On the road in front of the mosque and a makeshift hospital, people have held protests since Feb. 17.

“Now the protest is for expression,” Sadaga said. “The uprising is over, eastern Libya has all fallen from Gadhafi’s power.”

Wednesday, protesters chanted, “The martyrs’ place
is heaven, Gadhafi is not for us.” One young man held a sign saying,
“Oh Gadhafi, congratulations. The people have dug your grave.”

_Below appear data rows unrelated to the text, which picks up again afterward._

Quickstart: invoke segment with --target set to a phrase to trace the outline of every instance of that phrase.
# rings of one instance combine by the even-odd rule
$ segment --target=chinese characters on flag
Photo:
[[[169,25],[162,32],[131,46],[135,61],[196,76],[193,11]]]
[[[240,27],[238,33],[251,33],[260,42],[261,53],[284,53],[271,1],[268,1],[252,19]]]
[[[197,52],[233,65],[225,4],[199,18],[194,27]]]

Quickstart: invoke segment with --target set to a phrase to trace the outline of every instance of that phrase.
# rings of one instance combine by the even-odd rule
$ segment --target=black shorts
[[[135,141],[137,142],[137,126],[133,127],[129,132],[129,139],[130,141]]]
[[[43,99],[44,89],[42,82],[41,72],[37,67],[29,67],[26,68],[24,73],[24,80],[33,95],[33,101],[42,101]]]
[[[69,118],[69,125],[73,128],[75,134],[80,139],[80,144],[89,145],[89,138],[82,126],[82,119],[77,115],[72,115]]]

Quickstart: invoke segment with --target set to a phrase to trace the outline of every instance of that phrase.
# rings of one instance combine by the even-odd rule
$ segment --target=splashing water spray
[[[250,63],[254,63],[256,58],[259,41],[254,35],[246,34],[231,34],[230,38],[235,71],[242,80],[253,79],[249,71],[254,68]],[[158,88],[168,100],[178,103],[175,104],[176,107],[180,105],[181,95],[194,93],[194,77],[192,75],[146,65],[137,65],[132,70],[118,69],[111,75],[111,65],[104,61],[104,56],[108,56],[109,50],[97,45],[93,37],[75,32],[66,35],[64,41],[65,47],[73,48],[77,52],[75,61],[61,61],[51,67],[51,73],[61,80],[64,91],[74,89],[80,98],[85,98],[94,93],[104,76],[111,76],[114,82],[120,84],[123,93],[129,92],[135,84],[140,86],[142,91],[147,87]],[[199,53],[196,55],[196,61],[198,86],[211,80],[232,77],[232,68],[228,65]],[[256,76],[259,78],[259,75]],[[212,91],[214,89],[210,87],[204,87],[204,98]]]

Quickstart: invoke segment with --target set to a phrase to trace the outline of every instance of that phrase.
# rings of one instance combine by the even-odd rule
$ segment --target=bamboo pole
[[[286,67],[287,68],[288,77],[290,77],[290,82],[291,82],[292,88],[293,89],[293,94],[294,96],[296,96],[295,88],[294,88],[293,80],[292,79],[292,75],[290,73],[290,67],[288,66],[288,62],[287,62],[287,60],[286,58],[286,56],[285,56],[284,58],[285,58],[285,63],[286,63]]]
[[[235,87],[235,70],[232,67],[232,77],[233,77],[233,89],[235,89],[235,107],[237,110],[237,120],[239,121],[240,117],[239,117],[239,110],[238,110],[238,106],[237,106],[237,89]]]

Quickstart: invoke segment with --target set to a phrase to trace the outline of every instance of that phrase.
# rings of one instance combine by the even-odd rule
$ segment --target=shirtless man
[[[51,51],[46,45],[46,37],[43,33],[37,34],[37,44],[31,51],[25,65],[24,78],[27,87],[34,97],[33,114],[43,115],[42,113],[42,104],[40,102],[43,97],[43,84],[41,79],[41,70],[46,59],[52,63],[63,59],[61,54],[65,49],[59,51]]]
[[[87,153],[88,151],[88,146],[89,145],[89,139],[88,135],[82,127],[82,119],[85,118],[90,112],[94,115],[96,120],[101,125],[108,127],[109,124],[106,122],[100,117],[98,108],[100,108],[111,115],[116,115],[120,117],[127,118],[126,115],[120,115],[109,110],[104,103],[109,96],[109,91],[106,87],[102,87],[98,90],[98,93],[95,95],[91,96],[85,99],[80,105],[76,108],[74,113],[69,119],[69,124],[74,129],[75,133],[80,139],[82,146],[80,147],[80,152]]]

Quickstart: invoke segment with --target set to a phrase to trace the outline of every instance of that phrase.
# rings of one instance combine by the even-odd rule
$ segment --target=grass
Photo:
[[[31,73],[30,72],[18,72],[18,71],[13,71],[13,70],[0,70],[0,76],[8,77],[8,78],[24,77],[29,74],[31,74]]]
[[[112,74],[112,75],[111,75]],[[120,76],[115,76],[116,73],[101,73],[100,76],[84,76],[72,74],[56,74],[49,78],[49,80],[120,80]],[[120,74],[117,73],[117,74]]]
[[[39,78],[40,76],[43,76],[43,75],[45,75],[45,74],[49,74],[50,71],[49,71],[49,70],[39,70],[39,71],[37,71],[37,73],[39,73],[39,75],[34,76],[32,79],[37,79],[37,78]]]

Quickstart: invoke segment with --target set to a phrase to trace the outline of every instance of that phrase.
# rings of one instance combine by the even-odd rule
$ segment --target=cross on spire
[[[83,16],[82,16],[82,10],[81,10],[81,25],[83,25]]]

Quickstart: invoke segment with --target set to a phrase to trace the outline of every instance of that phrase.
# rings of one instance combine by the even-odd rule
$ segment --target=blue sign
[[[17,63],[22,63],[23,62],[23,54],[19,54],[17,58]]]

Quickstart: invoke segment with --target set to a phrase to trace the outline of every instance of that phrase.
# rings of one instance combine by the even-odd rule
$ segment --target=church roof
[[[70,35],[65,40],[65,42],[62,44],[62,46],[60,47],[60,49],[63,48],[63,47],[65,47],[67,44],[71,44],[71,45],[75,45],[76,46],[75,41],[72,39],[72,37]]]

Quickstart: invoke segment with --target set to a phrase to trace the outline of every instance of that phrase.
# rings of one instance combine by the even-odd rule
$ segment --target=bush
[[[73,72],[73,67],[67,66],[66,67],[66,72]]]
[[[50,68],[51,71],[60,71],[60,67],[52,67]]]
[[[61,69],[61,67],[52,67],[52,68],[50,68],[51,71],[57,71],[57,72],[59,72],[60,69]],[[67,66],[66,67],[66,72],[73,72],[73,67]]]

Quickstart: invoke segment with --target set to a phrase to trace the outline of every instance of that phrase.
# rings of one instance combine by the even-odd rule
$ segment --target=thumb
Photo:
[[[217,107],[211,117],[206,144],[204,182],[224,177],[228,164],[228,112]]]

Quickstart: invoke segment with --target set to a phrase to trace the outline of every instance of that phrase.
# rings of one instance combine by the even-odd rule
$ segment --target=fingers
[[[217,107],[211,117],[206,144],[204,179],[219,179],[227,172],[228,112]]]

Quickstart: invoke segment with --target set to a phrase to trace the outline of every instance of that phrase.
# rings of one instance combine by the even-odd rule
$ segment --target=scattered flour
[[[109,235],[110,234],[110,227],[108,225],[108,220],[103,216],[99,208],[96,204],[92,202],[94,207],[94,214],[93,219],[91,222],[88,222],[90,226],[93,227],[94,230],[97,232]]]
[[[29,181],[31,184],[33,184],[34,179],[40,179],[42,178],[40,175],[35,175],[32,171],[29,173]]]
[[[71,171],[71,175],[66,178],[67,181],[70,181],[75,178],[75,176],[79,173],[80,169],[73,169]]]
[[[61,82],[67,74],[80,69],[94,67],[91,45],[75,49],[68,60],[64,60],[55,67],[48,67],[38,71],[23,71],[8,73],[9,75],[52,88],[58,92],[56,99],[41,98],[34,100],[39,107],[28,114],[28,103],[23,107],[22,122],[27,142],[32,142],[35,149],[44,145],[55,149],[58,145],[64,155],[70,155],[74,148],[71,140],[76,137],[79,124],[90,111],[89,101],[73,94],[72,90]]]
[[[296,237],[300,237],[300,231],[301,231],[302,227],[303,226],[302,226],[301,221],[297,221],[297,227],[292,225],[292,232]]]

Unlike in Egypt and Tunisia,
where men and women protested together, women are largely absent from
the streets in this part of the country. Only men gathered Wednesday
afternoon.

Hani Fadallah, 35, a radio sports reporter, said he
was fired from his job seven months ago when Gadhafi’s soccer team came
to the city to play and he didn’t cover the game. He recalled the
novelty of speaking freely on the radio.

Away from the city center, several government
buildings were burned, including the police station. On the second day
of protests after Friday prayers, men set fire to the police station.
Graffiti scrawled on the outer walls called for Gadhafi’s resignation.

“It was a peaceful people’s revolution that was
faced with violence,” Fadallah said. “If you are faced with violence,
you will respond with violence.”

Saad, the police officer, said he stayed on the job
the first day of the protests, but once he saw the killing of innocent
people, he left. Many other officers, he said, left as well.

“We joined the people,” he said. “I changed my police uniform and put on civilian clothing, and joined the people.”